Holocene precipitation change in different monsoon sub-regions (time-slices and transient data) simulated by different global climate models, with links to model results

The recently proposed global monsoon hypothesis interprets monsoon systems as part of one global-scale atmospheric overturning circulation, implying a connection between the regional monsoon systems and an in-phase behaviour of all northern hemispheric monsoons on annual timescales (Trenberth et al., 2000). Whether this concept can be applied to past climates and variability on longer timescales is still under debate, because the monsoon systems exhibit different regional characteristics such as different seasonality (i.e. onset, peak, and withdrawal). To investigate the interconnection of different monsoon systems during the pre-industrial Holocene, five transient global climate model simulations have been analysed with respect to the rainfall trend and variability in different sub-domains of the Afro-Asian monsoon region. Our analysis suggests that on millennial timescales with varying orbital forcing, the monsoons do not behave as a tightly connected global system. According to the models, the Indian and North African monsoons are coupled, showing similar rainfall trend and moderate correlation in rainfall variability in all models.
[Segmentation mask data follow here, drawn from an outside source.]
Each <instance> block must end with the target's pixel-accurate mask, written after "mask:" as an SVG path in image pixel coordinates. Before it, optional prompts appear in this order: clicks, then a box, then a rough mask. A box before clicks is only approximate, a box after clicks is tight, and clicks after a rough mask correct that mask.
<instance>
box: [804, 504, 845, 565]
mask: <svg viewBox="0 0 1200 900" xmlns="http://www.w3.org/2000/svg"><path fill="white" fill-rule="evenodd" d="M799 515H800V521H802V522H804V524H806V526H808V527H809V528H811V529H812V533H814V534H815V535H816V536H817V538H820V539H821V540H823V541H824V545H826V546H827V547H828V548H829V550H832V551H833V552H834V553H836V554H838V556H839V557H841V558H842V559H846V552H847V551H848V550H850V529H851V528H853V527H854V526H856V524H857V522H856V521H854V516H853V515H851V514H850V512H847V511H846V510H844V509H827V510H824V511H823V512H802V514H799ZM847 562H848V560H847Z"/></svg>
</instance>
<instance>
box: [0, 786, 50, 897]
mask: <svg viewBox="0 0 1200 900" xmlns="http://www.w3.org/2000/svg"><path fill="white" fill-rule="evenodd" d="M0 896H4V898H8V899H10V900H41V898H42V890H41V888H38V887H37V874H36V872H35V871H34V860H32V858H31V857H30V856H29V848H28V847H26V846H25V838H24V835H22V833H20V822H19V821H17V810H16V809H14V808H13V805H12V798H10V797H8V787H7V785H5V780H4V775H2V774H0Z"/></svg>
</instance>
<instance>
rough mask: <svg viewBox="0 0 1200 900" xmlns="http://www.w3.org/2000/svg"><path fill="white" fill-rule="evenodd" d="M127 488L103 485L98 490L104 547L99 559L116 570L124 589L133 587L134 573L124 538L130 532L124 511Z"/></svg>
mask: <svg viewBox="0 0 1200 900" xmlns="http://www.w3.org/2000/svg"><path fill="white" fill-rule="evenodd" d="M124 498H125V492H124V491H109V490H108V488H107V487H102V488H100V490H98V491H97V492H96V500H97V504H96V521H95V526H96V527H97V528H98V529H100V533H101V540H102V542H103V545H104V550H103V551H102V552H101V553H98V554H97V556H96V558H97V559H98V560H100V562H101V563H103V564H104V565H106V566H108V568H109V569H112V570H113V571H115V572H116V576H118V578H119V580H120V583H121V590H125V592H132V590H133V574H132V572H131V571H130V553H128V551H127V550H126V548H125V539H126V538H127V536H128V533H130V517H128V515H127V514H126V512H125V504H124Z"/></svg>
The East Asian monsoon changes independently during the Holocene. The dissimilarities in the seasonality of the monsoon sub-systems lead to a stronger response of the North African and Indian monsoon systems to the Holocene insolation forcing than of the East Asian monsoon and affect the seasonal distribution of Holocene rainfall variations. Within the Indian and North African monsoon domain, precipitation solely changes during the summer months, showing a decreasing Holocene precipitation trend. In the East Asian monsoon region, the precipitation signal is determined by an increasing precipitation trend during spring and a decreasing precipitation change during summer, partly balancing each other. A synthesis of reconstructions and the model results do not reveal an impact of the different seasonality on the timing of the Holocene rainfall optimum in the different sub-monsoon systems. They rather indicate locally inhomogeneous rainfall changes and show, that single palaeo-records should not be used to characterise the rainfall change and monsoon evolution for entire monsoon sub-systems.